On October 11, 2024, the Supreme Court of Canada released their decision in Aquino v. Bondfield Construction Co., 2024 SCC 31.

The decision concerns section 96 of the Bankruptcy and Insolvency Act, which allows a Monitor or Trustee in Bankruptcy to recover from persons who were “privy” to transfers at undervalue with an insolvent corporation. In the circumstances, the application of the statute required that the debtor company intended to defraud, defeat or delay a creditor. The main question was whether the intent of debtor’s directing mind could be attributed to the debtor itself.

The appellants argued that since the debtor’s directing mind’s actions were entirely fraudulent and were not for the benefit of the debtor, the corporate attribution doctrine could not apply. The respondents argued that, especially in the context of section 96, the corporate attribution doctrine should be applied pragmatically, as the appellants interpretation would “flout the purpose of s.96”.

The Court thoroughly canvassed authorities and previous decisions on corporate attribution, along with the exceptions to the doctrine. Agreeing with the respondents, the Court reinforced that the doctrine should be applied “purposively, contextually, and pragmatically” and that it is within the court’s discretion to “tailor the general rule of attribution or its exceptions to the particular legal context”.

The Court also rejected the appellants’ submissions that a debtor needs to be insolvent at the time of the transfer at undervalue and held that “insolvency is not a prerequisite to finding a debtor intended to defraud, defeat, or delay a creditor”. The Court further clarified that the test for a related party is disjunctive and that the debtor must either be insolvent at the time of the transfer or intend to defraud, defeat or delay a creditor. The debtor’s financial condition at the time of the transfer is one badge of fraud that may be considered in determining whether there was an intent to defraud, defeat or delay a creditor, but its absence as a badge of fraud is not determinative of it. The Court accordingly dismissed the appeal.
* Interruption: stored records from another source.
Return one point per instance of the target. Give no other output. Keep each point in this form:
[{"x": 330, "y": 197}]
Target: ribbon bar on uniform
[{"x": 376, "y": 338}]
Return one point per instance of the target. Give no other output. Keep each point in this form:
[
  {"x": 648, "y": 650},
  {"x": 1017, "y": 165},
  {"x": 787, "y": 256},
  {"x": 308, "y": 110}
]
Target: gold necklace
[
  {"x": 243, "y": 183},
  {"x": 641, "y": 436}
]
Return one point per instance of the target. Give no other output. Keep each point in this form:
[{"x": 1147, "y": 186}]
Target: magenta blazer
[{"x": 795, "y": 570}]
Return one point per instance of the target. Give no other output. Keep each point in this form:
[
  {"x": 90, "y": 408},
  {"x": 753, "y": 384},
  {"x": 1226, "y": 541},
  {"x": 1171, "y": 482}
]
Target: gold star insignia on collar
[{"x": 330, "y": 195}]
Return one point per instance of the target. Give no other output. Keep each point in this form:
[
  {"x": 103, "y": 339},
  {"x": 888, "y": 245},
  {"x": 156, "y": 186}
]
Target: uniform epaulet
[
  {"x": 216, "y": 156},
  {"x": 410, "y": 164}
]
The decision clarifies the corporate attribution doctrine, namely, that it does not require a “one-size-fits-all” approach but instead must be approached having regard to the context and purpose of attributing intent. The decision also prevents the application of the fraud or no benefit exceptions from undermining the purpose of section 96 and significantly narrowing its scope. More broadly, the Court further reinforced the importance of advancing public policy considerations and upholding the integrity of the Canadian bankruptcy system and its legislation.

As co-counsel, Cassels represented the respondent, Ernst & Young Inc., in its capacity as court-appointed monitor.